In Europe, the insurance industry has been a crucial partner with environmentalists to pursue sane environmental policies that stem the production of greenhouse gases, thereby slowing global climate change, and protecting their bottom line.
In the U.S., the insurance industry routinely acts in lockstep with the Chamber of Commerce to oppose environmental bills which inconvenience polluters.
Past (Democratic) Insurance Commissioner and current Lt. Governor John Garamendi wants to be governor of California. He calls himself an environmentalist and campaigns on the need to do something about global climate change. Yet, when he was Insurance Commissioner did he use his position to nudge the insurance industry out of its historically anti-environmental stance? I don't recall hearing about such efforts.
Of course in his current job, the rigors of whale-naming duties prohibit him from having much affect over environmental policy--but did he do it when he could?
Current (Republican) Insurance Commissioner Steve Poizner also calls himself an environmentalist (increasingly a requirement for election to statewide office--the only two Republicans elected, Schwarzenegger and Poizner statewide positioned themselves credibly as environmentalists). Here's his chance to prove it.
Of course no regulator alone can be responsible for the overhauling the recalcitrant political habits of an entire industry, but they can use the bully pulpit to raise the issues, educate the industry as to their bottom line interests and make it inconvenient to continue to behave irresponsibly, for their shareholders, if not for their insured.
Sara S. Nichols is a dynamic public speaker who has appeared on Larry King, Jerry Springer, The Newshour with Jim Lehrer and talk radio. She lives in Sacramento and writes from time to time on politics on snicholsblog where this article first appeared. It is republished with her permission.
Comments
Sara: John Garamendi has had a great record on the environment over a long career. He is green from that standpoint, but not green from lack of experience.
As Lieutenant Governor, he sits on the State Lands Commission and has blocked LNG siting along the coast. He had a great voting record in the legislature. In 1995, President Clinton appointed him as Deputy Secretary of the U.S. Department of the Interior, the number two position in the Department. There, he negotiated the Headwaters Forest Agreement, conducted the Cal-Fed water negotiations, and put an end to the dumping of nuclear wastes in the California Desert. Along with other key department deputies, he worked with Al Gore to prepare the American agenda for the Kyoto Climate Change Conference. He also advanced the protection of National Parks and negotiated the largest habitat conservation plans in the Western States.
I don't know about these green issues as Insurance Commissioner--and hadn't thought of that office from the standpoint that you raise in your article--which is very thought provoking. But I'd bet that he has a good record there as well and I'd be surprised if he had a bad one, as he has supported AB 32, our greenhouse gas reduction law, when it was passed last year when he was in the IC position.

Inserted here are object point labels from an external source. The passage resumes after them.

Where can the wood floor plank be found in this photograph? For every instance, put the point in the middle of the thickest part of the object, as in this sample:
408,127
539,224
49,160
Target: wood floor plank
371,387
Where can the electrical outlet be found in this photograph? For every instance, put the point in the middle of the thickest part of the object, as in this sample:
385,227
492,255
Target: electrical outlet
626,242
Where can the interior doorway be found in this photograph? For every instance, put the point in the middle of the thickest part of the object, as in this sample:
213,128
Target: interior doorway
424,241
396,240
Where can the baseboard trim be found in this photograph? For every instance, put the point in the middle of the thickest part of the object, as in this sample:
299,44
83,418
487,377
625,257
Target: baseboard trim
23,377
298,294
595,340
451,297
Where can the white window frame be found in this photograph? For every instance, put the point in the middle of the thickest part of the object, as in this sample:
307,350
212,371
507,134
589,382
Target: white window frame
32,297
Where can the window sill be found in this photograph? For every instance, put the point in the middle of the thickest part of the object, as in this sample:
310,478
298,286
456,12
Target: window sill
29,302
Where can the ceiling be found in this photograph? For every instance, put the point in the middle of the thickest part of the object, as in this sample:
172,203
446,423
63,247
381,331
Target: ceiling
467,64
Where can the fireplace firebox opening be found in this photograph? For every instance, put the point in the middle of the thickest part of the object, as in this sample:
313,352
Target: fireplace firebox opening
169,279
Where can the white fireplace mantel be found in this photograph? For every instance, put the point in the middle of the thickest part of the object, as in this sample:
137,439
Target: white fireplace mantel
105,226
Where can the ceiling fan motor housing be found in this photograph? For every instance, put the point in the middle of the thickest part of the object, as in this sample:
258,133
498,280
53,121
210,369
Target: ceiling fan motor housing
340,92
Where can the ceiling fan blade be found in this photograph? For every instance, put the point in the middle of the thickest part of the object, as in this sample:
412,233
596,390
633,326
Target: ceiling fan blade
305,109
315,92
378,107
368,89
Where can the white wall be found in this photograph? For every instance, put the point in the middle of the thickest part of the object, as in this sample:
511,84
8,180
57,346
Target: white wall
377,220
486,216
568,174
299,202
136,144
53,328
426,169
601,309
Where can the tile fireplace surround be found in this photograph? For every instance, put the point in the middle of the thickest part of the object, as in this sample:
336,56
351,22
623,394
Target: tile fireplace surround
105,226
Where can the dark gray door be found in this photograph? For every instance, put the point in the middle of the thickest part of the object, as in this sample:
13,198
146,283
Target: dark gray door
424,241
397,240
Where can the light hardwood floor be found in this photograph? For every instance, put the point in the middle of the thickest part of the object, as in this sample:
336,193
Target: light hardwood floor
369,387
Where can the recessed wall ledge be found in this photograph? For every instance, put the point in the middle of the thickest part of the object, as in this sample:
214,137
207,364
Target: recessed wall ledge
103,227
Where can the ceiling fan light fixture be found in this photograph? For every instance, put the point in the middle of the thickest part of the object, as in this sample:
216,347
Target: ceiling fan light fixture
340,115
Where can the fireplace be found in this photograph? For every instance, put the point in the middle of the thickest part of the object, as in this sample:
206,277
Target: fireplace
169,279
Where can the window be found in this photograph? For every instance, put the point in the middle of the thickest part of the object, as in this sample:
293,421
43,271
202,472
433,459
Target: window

Posted by: Frank D. Russo at October 26, 2007 08:37 AM
Exactly how is this fire a result of global warming? Is this fire unique than the past fires over the past 100 years? Were the Oakland fires, which I believe burnt more single family homes a result of global warming? Are Santa Ana winds a recent occurance that are unprecedented? I'm sorry, but every event involving mother nature is not the cause of the earth being an average 1 degree hotter over the past 100 years, and anyone saying that it is is incredibly naive or intellectually dishonest and lazy.